And that is why, in relation to the 2015 COP in Paris, where the
most powerful countries on Earth made a commitment to provide $100
billion, which today is a very small sum compared to what’s needed
to mitigate and adapt to the climate crisis, not even 10 billion has
come in of that. Yet that same figure, in just one week, if you look
at the military contributions of Germany, the United Kingdom and the
United States, all told, then these sums have come forward, but for
war, the war in Ukraine.
AMY GOODMAN: You have called for decarbonization of the economy, for
an end to fossil fuel extraction in Colombia. Yet Colombia exports —
oil is the number one export. You have the largest open coal pit in
the world. Can you talk about how you accomplish this?
PRESIDENT GUSTAVO PETRO: [translated] Yes, this is certainly a
matter of debate in Colombia especially.
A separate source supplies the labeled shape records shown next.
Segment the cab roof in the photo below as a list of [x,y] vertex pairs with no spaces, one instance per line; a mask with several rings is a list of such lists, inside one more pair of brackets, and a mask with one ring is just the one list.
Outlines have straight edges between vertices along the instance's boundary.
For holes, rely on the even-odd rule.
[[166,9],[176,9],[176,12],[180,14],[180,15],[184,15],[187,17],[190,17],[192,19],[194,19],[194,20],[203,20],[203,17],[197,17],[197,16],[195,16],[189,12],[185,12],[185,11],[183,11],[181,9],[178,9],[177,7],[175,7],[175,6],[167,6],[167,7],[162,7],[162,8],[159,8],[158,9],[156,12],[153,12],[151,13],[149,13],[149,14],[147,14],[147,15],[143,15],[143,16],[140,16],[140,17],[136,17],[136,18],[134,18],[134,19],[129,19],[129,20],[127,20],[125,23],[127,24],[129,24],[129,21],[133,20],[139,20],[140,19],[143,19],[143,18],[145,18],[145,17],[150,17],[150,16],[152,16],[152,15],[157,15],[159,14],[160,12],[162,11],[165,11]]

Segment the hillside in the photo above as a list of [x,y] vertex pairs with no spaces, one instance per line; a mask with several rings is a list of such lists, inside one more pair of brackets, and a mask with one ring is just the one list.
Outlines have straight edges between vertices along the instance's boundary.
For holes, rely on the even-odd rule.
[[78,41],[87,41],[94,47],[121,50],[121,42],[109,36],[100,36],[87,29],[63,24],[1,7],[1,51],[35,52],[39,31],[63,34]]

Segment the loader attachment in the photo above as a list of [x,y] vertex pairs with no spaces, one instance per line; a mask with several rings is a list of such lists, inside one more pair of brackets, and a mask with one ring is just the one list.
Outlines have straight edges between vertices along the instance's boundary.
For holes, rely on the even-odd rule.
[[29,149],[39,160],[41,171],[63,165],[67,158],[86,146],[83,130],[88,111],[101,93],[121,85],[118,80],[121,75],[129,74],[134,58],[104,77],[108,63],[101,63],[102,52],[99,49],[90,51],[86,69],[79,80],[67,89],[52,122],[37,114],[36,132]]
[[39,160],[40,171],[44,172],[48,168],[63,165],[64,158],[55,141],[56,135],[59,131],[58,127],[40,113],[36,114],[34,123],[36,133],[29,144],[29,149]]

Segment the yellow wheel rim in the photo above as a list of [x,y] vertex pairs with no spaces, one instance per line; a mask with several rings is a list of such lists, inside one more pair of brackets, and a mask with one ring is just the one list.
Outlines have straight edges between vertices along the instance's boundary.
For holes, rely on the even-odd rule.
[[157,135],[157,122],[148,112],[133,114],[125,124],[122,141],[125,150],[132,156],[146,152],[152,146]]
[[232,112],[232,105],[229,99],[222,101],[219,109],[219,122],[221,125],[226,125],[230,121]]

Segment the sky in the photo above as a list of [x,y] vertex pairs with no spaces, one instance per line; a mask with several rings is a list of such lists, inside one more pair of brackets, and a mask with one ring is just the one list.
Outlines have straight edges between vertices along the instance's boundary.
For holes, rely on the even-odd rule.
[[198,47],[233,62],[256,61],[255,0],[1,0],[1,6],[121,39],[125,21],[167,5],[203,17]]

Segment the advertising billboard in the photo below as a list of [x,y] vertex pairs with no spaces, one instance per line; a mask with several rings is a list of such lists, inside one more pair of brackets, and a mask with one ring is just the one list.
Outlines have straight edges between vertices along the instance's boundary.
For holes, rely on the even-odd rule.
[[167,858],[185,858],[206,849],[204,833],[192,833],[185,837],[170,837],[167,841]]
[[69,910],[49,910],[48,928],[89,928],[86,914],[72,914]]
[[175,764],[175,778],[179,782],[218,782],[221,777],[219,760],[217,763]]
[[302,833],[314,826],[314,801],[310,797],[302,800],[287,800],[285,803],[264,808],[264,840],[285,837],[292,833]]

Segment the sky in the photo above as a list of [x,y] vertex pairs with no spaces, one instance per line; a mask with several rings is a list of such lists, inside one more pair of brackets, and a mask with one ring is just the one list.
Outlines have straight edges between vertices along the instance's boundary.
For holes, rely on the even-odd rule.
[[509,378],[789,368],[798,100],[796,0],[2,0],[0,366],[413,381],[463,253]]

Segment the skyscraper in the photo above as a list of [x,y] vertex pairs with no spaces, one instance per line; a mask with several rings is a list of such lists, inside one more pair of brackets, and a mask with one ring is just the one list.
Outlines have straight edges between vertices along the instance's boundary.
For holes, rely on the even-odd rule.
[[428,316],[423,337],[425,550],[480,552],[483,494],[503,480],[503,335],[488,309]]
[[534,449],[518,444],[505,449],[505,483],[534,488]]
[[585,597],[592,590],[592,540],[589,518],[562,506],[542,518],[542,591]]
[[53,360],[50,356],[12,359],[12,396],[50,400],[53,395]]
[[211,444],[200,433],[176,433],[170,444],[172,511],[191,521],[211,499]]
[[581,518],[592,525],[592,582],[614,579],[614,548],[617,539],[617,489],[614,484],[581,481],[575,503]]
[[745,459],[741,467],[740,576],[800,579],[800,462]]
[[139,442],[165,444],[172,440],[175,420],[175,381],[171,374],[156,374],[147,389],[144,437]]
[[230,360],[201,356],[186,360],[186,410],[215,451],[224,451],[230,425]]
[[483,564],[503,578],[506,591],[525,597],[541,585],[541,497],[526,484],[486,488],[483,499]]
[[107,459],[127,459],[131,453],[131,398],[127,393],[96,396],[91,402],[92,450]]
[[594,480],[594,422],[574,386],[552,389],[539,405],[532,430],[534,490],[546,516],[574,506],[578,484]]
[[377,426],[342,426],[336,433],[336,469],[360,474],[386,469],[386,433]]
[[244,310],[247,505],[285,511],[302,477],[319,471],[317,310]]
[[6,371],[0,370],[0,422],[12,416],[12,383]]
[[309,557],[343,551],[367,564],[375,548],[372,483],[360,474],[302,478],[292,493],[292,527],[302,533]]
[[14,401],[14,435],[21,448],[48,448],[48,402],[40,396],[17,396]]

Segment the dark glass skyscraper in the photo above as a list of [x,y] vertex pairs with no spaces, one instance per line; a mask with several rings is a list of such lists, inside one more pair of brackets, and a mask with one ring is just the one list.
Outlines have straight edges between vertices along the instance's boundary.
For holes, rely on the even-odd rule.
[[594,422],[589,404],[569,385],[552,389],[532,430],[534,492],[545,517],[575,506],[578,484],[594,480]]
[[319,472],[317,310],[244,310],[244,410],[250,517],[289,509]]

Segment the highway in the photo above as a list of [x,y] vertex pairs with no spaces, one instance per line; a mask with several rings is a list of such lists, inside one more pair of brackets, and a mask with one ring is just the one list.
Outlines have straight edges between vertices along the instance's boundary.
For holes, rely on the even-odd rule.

I have wanted to show the
world that even though we live off of oil and coal, the president of
the republic can ask the world for decarbonization of the economy. It
makes sense vis-à-vis the whole world, because in many countries
— the Arab countries, many Latin American countries, even Russia,
which are powers in respect of their oil reserves, their gas reserves
— there is an attitude of wanting to stop the possibilities of a
transformation of the world by stopping our use of coal, oil and gas.
And this obviously condemns us.
Science is not wrong on this. Progressivism, as a worldwide political
movement, was always based on the idea of doing politics enlightened
by science, not irrational kind of politics like the far right has
done in the world. Today we see a conflict there, because science
tells us that if we use what is buried in Colombia in the way of coal,
or what is buried in Venezuela in terms of oil reserves, then we would
pass a point of no return, and humankind would have no possibilities,
and life on the planet would have no possibilities.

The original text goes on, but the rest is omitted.